Taiwan, yang bukan bagian dari WHO, tidak menunggu.
Di bandara, Prof Chuang bertemu dengan petugas CDC dan meminta nasihatnya tentang peraturan perjalanan.
"Saya katakan tidak, kita perlu melakukan upgrade bukan downgrade, kita perlu berbuat lebih banyak terkait karantina, terkait cara mencegah orang dari Wuhan atau China membawa penyakit ini ke Taiwan."
Keesokan harinya, ia dan seorang rekannya mempublikasikan temuan mereka pada konferensi pers.

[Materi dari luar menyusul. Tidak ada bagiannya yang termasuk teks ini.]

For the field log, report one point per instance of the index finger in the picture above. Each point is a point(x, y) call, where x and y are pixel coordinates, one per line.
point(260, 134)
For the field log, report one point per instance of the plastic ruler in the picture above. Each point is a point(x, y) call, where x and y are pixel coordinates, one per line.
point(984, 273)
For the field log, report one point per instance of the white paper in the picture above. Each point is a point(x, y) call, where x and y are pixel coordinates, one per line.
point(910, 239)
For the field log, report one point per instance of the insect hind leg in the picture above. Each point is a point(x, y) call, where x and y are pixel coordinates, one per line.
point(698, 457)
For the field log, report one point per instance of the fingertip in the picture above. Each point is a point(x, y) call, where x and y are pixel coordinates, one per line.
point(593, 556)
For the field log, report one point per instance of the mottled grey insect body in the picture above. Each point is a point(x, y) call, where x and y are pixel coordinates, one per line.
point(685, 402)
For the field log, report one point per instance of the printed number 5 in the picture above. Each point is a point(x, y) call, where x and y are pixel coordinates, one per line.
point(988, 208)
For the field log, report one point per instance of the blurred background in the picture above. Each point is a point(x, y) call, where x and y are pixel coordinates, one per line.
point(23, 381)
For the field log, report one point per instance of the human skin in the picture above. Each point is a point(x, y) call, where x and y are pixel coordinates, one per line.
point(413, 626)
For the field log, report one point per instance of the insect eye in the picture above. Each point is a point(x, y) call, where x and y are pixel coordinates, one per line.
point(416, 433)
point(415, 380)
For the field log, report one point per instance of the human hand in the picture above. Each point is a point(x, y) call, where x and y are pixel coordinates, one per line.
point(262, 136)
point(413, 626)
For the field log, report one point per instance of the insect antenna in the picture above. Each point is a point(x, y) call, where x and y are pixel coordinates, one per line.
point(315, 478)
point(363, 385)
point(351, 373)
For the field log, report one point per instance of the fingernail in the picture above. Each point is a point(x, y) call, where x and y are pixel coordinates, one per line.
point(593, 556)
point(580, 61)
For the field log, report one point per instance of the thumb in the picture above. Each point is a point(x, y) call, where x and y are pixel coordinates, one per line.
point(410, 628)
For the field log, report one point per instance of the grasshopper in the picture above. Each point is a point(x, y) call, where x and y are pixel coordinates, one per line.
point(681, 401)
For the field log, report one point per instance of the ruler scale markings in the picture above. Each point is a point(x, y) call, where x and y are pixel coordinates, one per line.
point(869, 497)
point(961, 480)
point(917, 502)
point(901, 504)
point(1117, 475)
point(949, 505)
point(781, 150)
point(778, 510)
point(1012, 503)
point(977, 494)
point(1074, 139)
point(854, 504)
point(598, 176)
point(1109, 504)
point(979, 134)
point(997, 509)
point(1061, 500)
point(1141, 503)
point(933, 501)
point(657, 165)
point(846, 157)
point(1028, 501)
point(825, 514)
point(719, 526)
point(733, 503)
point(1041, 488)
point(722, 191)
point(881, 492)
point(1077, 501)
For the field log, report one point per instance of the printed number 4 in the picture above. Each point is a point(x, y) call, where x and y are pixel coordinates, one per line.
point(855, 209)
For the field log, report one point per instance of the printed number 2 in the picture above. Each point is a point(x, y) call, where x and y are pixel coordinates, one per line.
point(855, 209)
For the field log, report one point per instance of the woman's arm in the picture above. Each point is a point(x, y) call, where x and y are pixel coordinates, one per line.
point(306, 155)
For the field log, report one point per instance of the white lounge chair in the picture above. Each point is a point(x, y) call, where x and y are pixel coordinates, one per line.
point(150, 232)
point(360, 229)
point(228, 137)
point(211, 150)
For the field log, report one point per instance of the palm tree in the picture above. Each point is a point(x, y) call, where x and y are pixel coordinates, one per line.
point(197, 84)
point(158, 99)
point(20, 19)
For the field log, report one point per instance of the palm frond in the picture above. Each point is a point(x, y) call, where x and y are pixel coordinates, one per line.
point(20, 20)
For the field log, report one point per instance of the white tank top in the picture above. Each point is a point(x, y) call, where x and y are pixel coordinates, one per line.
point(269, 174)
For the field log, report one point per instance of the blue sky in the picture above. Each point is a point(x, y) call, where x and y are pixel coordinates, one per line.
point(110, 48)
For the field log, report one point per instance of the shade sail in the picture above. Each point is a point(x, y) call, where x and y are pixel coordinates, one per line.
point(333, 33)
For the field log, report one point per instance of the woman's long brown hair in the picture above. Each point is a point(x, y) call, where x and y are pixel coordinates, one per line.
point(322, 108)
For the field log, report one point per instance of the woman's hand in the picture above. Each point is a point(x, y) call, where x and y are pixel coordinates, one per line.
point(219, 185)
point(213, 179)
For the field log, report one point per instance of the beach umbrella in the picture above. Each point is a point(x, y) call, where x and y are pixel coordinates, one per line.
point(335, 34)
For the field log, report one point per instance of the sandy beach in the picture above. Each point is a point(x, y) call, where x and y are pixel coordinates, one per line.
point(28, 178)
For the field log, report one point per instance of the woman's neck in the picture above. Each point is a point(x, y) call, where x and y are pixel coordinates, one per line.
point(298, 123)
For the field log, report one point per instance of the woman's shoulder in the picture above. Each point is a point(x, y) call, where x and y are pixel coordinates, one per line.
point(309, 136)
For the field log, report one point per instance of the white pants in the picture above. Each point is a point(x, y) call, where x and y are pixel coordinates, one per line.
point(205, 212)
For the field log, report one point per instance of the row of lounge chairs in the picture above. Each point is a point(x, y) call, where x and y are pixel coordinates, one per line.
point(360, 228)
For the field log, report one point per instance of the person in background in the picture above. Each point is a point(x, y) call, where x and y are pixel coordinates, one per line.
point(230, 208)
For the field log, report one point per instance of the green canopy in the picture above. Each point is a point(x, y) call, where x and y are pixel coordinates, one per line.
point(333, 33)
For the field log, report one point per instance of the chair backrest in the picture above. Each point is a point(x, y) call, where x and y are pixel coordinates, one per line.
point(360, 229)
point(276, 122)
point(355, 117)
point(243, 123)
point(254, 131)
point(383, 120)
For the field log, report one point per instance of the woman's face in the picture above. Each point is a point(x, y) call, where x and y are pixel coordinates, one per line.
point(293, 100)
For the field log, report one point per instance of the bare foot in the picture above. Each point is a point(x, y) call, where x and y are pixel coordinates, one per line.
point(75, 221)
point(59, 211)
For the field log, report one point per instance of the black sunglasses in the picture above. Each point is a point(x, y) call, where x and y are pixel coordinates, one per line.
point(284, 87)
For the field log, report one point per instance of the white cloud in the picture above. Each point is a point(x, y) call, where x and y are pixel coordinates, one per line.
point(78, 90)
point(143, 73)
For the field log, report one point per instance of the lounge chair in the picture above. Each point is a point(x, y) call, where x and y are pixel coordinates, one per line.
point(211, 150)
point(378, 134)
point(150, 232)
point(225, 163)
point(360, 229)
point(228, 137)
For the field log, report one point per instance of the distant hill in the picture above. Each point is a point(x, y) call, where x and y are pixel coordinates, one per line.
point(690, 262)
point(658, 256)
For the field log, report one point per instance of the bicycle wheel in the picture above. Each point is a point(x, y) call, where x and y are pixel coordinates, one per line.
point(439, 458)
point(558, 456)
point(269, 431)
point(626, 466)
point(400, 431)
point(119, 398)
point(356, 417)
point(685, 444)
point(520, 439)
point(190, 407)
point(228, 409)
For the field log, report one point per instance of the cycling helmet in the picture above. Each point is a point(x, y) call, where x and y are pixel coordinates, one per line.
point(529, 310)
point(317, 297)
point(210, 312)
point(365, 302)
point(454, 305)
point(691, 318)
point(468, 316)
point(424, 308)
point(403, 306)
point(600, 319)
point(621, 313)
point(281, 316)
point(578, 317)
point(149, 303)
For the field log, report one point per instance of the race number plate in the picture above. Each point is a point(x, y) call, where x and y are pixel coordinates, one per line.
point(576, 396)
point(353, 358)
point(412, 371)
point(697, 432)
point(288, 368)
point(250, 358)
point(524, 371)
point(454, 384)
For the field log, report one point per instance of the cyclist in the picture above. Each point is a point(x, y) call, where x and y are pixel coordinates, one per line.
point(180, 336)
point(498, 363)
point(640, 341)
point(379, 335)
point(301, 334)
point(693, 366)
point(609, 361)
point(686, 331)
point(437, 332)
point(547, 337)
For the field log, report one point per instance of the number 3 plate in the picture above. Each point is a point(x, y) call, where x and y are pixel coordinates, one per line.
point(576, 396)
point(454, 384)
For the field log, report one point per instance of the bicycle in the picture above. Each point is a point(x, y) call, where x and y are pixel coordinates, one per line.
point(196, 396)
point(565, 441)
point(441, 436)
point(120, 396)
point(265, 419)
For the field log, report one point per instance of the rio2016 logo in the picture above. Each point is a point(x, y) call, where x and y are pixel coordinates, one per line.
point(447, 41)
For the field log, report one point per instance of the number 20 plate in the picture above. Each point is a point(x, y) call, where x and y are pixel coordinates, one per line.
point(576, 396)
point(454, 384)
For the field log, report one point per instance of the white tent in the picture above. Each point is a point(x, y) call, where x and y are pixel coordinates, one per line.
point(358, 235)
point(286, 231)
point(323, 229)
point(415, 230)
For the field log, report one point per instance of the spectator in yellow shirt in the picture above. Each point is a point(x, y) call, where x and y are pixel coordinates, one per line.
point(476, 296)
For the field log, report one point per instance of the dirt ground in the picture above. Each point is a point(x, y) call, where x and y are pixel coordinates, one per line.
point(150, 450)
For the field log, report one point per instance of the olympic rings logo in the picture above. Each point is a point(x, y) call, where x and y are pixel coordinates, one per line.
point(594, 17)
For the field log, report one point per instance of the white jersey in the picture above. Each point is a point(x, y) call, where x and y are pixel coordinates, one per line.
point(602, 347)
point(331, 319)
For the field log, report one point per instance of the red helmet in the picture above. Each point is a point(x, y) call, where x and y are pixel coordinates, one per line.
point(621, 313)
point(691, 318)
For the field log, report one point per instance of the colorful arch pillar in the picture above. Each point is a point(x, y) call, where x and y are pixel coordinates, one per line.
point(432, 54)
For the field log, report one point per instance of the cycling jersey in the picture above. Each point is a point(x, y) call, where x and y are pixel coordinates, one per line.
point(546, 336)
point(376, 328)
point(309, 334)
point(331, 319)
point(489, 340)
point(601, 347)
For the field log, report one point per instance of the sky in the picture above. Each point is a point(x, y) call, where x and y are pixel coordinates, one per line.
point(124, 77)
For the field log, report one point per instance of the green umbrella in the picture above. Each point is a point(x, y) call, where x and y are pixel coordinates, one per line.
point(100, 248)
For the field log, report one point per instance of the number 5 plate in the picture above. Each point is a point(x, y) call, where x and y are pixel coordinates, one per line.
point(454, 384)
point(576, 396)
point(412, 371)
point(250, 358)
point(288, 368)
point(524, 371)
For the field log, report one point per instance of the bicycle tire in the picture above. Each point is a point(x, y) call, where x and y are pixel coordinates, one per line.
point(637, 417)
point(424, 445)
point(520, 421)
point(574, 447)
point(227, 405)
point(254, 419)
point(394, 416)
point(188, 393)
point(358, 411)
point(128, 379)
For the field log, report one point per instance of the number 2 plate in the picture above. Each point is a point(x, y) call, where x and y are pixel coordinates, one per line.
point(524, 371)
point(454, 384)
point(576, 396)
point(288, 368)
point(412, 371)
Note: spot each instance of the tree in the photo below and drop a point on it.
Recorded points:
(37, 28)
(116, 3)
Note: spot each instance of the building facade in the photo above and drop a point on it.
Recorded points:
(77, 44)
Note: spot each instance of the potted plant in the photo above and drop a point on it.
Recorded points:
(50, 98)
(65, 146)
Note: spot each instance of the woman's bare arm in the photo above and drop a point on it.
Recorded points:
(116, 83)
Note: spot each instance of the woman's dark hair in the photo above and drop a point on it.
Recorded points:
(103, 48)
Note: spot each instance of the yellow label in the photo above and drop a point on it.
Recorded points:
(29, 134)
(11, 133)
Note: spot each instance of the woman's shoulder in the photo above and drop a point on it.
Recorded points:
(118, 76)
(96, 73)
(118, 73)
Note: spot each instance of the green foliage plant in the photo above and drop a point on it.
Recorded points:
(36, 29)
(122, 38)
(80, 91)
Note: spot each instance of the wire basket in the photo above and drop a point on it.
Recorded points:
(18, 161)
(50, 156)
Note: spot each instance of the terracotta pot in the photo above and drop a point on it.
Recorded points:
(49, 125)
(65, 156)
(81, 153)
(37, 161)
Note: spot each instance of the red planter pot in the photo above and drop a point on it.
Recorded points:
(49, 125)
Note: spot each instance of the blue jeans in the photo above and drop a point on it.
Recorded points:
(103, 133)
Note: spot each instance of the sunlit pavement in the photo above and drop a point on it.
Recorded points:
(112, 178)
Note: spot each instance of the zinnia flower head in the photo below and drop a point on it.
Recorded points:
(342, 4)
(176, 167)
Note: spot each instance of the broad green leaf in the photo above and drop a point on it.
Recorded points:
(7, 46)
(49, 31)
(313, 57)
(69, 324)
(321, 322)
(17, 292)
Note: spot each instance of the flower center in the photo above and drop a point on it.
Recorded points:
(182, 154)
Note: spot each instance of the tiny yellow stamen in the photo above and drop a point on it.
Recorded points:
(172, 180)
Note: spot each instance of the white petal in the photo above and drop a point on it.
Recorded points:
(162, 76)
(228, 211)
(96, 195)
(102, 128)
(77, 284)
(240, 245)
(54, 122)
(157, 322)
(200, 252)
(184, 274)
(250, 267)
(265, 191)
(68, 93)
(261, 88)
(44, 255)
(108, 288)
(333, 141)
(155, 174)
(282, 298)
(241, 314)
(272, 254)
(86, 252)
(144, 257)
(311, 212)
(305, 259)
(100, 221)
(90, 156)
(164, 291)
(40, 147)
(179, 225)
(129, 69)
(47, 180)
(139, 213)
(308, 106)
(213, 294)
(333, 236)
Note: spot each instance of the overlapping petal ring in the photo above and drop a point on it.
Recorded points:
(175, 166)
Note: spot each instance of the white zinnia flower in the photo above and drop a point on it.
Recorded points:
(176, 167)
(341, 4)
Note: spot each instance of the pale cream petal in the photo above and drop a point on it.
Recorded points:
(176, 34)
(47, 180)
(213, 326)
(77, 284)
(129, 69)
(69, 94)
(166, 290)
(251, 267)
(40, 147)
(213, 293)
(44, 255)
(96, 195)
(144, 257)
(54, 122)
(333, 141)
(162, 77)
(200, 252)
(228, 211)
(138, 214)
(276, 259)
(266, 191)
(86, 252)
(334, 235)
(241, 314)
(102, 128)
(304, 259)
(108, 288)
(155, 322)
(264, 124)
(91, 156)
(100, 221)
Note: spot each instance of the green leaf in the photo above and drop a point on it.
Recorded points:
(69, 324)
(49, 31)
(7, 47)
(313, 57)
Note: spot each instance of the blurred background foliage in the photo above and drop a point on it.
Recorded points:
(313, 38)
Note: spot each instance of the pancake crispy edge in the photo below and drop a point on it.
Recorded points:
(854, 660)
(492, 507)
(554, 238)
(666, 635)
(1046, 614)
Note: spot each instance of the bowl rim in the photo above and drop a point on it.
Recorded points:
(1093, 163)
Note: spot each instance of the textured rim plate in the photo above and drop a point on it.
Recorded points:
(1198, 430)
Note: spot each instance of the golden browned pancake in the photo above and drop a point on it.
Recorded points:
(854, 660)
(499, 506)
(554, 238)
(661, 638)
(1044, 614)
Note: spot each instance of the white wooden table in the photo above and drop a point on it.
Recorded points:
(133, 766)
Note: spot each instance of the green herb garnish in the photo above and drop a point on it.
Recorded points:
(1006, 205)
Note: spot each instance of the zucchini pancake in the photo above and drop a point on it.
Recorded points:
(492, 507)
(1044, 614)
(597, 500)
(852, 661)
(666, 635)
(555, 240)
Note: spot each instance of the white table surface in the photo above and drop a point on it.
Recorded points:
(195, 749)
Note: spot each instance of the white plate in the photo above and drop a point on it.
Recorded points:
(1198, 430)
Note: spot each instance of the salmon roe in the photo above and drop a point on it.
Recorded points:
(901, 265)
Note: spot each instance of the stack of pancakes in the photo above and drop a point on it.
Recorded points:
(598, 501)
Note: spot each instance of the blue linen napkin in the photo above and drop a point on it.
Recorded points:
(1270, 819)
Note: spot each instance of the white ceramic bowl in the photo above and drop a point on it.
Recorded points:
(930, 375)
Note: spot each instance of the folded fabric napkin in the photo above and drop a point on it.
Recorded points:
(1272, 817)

Pada 23 Januari, Wuhan di-lockdown.
Prof Chuang terkejut.
"Saya tidak bisa membayangkan kecepatan penyebarannya, menyebar begitu cepat."
"Karena mereka tidak memberikan skala wabahnya. Saya hanya tahu ada 41 kasus."
"Setahun sejak kasus COVID-19 pertama yang terdaftar di China, ada banyak hal yang masih belum kami ketahui."
"Dan masih ada jalan panjang yang harus dilalui."
"Saat ini orang mencoba menjalani kehidupan normal mereka," kata Prof Chuang.
"Tapi sebelum kita memiliki vaksin yang efektif, sebelum semua orang bisa mendapatkan vaksin, Anda hanya bisa hidup setengah normal."
"Mereka harus mengikuti anjuran pakai masker, lebih sering cuci tangan. Setiap orang punya tanggung jawab untuk melindungi diri sendiri."